Pavlov classification (1974)
The first attempt in classifying mandibular defects was made by Pavlov (Russia) in the pre- free tissue transfer era.
- Divided mandibular defects into 3 classes based on whether the remaining arch was left in 1, 2 or 3 fragments. (So, class 1 always involved a condyle and class 3 had 2 separate defects)
- Subdivided into groups based on encroachment onto the mentum.
- Further split into subgroups based on size of the defect.
- Recognized the reconstructive and functional problem posed by absence of two key element- condyle (reconstructing a condyle is difficult and leads to functional impairment also) and mentum (degloving of chin or resection of entire submental musculature or mentum leads to ptosis of lower lip and chin– ‘Witch’s chin’ / ‘Andy Gump deformity’).

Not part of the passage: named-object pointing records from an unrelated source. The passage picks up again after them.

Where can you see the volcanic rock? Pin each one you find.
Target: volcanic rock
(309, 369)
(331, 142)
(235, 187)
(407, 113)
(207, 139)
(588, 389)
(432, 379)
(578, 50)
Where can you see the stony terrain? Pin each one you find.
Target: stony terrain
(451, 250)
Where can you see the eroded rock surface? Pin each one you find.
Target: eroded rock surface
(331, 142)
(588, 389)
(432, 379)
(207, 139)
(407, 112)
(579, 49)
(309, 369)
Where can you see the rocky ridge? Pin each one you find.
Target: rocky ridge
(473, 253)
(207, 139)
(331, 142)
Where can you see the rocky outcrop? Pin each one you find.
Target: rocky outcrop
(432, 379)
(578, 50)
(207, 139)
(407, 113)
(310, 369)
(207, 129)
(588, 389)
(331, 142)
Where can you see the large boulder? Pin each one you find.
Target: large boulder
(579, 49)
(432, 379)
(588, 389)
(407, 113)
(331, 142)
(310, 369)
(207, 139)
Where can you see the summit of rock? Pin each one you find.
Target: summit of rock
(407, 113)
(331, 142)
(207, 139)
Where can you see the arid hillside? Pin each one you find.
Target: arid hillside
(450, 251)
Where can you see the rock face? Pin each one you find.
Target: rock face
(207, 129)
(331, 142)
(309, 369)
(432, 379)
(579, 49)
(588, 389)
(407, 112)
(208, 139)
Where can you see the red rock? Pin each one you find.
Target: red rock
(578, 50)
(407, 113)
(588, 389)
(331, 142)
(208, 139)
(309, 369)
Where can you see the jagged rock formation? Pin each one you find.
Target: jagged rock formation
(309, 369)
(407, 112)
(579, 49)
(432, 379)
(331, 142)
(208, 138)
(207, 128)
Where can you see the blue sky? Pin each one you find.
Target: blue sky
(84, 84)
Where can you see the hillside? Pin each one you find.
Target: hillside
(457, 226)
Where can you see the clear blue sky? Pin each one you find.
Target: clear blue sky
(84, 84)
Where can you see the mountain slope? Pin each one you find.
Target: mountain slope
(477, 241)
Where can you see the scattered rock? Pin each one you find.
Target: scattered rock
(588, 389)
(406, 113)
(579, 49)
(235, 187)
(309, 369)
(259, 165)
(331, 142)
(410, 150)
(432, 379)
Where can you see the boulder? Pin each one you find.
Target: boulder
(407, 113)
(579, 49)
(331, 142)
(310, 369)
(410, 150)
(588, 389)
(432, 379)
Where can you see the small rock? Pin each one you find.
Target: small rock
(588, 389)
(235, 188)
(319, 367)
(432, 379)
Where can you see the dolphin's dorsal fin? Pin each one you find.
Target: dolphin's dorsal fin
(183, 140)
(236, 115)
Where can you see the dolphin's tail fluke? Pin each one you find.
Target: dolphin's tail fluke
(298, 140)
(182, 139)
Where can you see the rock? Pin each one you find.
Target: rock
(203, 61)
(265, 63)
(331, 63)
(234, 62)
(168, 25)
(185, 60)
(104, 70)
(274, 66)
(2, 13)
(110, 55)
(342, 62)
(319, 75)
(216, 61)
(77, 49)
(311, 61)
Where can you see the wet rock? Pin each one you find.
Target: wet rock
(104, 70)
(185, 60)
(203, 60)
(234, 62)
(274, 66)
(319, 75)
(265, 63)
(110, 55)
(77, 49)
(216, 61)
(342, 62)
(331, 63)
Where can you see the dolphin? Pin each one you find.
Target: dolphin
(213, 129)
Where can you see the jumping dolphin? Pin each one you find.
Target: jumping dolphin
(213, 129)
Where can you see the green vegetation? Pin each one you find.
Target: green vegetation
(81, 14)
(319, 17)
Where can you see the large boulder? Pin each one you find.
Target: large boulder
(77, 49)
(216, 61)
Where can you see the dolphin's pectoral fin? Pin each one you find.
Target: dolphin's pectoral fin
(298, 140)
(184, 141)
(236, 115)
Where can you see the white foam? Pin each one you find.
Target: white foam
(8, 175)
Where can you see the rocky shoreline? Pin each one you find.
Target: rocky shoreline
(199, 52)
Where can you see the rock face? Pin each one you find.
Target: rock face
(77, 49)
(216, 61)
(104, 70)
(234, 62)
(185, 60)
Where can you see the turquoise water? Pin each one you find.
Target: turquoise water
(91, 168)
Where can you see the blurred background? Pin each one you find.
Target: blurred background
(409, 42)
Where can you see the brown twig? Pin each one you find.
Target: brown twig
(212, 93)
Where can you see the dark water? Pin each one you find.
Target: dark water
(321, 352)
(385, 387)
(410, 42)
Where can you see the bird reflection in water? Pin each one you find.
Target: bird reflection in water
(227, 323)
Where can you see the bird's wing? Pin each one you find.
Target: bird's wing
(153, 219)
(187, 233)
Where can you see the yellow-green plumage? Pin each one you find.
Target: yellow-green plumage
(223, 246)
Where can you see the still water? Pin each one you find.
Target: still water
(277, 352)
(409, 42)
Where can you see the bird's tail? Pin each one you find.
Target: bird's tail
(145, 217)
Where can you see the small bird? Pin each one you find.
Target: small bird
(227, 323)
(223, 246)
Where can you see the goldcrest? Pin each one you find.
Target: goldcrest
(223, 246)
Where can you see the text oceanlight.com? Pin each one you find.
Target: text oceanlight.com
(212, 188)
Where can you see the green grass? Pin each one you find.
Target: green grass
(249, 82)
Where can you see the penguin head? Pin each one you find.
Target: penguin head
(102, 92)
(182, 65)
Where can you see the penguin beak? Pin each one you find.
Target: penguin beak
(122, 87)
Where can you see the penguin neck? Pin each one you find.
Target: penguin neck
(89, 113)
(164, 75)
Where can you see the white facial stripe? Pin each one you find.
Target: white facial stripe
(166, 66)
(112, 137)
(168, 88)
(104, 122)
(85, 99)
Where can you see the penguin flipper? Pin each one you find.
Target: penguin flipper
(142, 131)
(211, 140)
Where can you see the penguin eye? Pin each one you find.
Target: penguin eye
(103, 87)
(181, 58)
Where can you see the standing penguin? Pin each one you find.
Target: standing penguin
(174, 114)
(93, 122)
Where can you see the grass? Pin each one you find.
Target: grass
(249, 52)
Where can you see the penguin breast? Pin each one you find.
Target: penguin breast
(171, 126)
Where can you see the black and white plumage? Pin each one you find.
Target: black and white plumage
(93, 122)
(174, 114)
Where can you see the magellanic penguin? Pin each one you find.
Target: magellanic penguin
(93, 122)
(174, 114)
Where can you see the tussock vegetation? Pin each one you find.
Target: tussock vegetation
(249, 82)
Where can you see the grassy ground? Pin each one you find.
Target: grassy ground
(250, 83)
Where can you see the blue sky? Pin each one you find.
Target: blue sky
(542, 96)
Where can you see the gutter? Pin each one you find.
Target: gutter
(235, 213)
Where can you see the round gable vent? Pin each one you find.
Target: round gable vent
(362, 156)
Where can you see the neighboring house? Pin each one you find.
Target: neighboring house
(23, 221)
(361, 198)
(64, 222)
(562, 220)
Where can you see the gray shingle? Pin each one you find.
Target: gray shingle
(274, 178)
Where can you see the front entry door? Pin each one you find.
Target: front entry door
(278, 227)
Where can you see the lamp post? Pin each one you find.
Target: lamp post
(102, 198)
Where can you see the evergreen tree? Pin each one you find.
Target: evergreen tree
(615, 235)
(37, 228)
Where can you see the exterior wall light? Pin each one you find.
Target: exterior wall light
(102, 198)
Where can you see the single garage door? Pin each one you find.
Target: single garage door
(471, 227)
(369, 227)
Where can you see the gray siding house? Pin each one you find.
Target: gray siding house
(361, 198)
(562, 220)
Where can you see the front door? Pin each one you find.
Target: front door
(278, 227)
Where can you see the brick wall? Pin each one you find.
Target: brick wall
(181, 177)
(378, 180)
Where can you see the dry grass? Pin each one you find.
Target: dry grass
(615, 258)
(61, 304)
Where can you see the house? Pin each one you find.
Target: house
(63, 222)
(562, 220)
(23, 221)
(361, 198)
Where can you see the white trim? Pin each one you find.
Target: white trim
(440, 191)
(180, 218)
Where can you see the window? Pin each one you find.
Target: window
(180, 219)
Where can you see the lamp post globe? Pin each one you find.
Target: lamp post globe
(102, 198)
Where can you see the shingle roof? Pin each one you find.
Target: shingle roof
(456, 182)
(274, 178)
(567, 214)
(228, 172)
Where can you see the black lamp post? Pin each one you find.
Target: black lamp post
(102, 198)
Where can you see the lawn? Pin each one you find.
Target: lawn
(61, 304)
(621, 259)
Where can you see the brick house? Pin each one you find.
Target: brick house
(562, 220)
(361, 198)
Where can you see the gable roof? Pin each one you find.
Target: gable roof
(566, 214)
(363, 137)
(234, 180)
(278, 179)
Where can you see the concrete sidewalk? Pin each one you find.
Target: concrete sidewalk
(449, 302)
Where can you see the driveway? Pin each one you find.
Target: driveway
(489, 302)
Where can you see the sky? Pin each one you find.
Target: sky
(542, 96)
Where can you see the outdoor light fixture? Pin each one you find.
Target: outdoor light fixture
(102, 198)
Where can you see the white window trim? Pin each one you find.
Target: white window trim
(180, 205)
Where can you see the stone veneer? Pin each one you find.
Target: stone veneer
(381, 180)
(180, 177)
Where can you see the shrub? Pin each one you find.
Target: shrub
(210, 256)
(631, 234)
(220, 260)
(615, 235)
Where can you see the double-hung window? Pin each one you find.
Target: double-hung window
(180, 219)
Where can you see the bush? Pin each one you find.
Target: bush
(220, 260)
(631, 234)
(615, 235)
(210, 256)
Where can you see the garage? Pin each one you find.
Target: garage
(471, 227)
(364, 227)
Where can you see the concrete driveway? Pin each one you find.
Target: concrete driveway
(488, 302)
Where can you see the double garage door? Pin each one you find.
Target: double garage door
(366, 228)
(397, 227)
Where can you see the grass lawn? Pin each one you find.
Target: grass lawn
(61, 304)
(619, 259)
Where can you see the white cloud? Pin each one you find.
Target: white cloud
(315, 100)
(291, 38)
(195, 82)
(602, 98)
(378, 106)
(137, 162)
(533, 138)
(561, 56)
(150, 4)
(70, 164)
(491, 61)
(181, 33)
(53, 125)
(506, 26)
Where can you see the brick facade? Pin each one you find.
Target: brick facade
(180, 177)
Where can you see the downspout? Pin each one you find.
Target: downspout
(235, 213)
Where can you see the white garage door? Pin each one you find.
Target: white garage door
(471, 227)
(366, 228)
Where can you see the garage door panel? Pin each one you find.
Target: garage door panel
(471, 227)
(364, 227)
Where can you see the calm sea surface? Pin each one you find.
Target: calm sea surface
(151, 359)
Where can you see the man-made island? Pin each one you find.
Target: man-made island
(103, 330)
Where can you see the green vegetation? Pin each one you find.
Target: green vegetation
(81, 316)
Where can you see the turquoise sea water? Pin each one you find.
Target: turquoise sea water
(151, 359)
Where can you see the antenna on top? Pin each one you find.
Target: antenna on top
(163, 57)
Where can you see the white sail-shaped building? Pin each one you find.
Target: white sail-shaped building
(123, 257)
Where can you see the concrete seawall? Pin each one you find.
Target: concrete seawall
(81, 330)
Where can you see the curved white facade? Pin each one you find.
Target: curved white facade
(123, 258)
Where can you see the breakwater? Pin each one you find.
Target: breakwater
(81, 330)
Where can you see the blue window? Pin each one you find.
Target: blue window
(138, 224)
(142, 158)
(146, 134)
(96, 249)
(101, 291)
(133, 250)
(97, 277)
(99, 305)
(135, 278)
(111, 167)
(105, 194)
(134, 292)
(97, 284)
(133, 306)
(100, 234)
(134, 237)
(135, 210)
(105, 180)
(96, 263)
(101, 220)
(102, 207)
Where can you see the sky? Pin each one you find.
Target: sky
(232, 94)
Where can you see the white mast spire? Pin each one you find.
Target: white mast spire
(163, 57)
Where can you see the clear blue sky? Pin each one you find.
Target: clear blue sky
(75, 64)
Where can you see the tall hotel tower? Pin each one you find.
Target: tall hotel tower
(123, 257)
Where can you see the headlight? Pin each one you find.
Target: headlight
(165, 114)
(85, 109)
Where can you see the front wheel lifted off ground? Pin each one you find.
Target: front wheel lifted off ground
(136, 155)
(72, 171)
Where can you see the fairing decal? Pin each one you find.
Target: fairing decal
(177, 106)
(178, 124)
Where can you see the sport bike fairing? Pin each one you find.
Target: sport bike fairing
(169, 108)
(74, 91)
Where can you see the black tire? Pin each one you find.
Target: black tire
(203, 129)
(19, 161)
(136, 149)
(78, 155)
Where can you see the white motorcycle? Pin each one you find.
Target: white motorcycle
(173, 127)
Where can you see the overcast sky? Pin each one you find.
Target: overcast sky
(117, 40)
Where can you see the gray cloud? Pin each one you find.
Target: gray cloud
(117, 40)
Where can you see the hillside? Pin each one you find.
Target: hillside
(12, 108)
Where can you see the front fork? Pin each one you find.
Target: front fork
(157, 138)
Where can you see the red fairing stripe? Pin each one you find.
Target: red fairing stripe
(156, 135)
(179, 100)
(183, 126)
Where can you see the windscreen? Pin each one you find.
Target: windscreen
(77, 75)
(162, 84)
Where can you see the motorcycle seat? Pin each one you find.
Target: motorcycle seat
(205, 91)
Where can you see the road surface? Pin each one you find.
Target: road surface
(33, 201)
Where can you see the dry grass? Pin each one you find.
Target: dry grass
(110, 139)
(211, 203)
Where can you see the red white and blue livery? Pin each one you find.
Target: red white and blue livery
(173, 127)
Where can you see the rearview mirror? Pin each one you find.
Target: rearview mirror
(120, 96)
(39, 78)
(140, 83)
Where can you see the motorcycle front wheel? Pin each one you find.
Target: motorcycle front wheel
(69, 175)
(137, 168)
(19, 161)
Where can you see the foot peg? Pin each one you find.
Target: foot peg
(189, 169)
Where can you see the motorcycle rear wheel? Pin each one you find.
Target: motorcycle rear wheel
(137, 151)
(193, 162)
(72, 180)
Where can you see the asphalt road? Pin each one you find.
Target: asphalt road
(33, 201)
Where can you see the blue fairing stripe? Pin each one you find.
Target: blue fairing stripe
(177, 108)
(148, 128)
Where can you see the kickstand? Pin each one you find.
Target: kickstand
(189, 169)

- 16 possibilities of bony defects described.
- Soft tissue defects not considered.
David et al. classification (1988)
- Similar in spirit to HCL classification which was published shortly afterwards in 1989 (described below).
- Took into account many reconstructive difficulties mainly related to the resection of condyle and the central segment.
- Disadvantage- some bony defects (like short H, HCH, HCL, and HC of HCL classification) remained unclassified, soft tissue defects were not classified.
This is the most popular classification and still in use for reconstruction of mandibular defects in the free- vascularized free flap era.
- HCL classification is primarily based on reconstructive difficulty.
- It simplified the Pavlov’s classification- as in free tissue transfer era, with availability of long segments of vascularized bone grafts, the length of the defects lost its significance (non-vascularized bone grafts could be used for a defect size less than 6 cms only)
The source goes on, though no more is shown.